Несмотря на всю сослагательность и многозначную неопределенность выражений Лихновский все уразумел точно: если Германия вступит в войну, а это уже более чем вероятно, Англия в военной области присоединится к противникам Германии.

Когда телеграмма Лихновского дошла до Берлина, Бетман-Гольвег на какой-то момент даже заколебался: показать ли ее императору сразу или, улучив удобный момент, когда… Когда — что? Какой момент? Любой момент будет одинаково неудобен и опасен. Между прочим, опасен и для самого подателя депеши, потому что никогда не знаешь, как далеко истерик зайдет в своей реакции. И уж лучше не оказаться при этом в роли ближайшего и потому наиболее уязвимого громоотвода.

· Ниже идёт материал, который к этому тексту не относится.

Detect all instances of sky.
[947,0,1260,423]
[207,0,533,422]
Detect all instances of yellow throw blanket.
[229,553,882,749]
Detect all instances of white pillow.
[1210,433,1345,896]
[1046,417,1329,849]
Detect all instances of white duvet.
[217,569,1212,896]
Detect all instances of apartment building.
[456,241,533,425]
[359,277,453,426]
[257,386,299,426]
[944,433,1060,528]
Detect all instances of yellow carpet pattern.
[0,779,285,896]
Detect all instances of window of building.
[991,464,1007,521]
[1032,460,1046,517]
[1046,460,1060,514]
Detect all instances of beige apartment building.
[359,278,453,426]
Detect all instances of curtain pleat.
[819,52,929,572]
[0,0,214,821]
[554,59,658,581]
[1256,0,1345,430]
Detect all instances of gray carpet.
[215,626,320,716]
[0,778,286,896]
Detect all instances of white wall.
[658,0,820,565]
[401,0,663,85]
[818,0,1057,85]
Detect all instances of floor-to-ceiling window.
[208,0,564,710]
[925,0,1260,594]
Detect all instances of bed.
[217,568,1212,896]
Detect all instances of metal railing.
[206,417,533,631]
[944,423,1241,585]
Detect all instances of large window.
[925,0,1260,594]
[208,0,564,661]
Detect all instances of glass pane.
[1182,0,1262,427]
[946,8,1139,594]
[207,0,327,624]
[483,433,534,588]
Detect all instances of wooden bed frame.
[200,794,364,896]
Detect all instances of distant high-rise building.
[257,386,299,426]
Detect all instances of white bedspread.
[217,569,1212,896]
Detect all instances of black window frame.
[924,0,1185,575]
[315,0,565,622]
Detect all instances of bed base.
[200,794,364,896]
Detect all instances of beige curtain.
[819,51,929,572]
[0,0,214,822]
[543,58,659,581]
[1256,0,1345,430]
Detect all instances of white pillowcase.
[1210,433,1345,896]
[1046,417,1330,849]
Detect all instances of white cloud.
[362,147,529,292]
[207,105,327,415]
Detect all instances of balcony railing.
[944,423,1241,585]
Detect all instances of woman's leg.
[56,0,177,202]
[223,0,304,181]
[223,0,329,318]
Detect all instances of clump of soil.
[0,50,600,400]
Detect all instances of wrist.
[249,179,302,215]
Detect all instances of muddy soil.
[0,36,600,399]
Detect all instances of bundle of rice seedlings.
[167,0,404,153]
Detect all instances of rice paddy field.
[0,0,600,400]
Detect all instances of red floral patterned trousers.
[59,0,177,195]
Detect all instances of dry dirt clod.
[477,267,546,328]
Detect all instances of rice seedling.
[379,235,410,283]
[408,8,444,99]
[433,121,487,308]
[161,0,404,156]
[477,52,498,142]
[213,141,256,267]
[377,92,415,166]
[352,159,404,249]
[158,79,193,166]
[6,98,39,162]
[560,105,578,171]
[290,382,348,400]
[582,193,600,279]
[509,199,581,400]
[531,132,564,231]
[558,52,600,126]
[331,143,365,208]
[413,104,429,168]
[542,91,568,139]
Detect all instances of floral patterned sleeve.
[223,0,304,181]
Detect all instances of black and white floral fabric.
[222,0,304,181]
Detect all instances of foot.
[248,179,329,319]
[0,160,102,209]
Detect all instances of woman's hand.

В конце концов возобладало здравое умозаключение: когда все равно нельзя ничего предугадать, остается лишь руководствоваться тем, что в данный момент кажется наиболее естественным.

Депеша была недлинной, и Вильгельм II пробежал ее глазами мгновенно.

А затем последовал взрыв:

— Вот когда они открыли свои карты! Только сейчас, полагая, что отступить мы уже не можем! Мерзавцы, торгашеская сволочь, а ведь кричали с пеной у рта: «Будем соблюдать нейтралитет, будем держаться в стороне!» Приглашали нашего посла на обеды, сплошные речи, сплошные заверения — и все оказалось обманом. Обманом! При этом Грей, несомненно, знает, что скажи он в Париже или Петербурге хоть одно веское предупреждающее слово, и они бы мигом притихли! Но какое там, этого он не сделает, там он держит ухо востро. Зато нам угрожает! Сукин сын!..

Бетман-Гольвег хотя уже и привык ко многому, однако на этот раз кое-что ошарашило и его: не грубые выражения Вильгельма, не то, что он говорил, а то, как он говорил и как при этом выглядел — взбешенный, глаза блуждают, в лице ни кровинки… Это были неопровержимые свидетельства ужаса перед тем, что выше человеческих сил и что уже неотвратимо надвигается.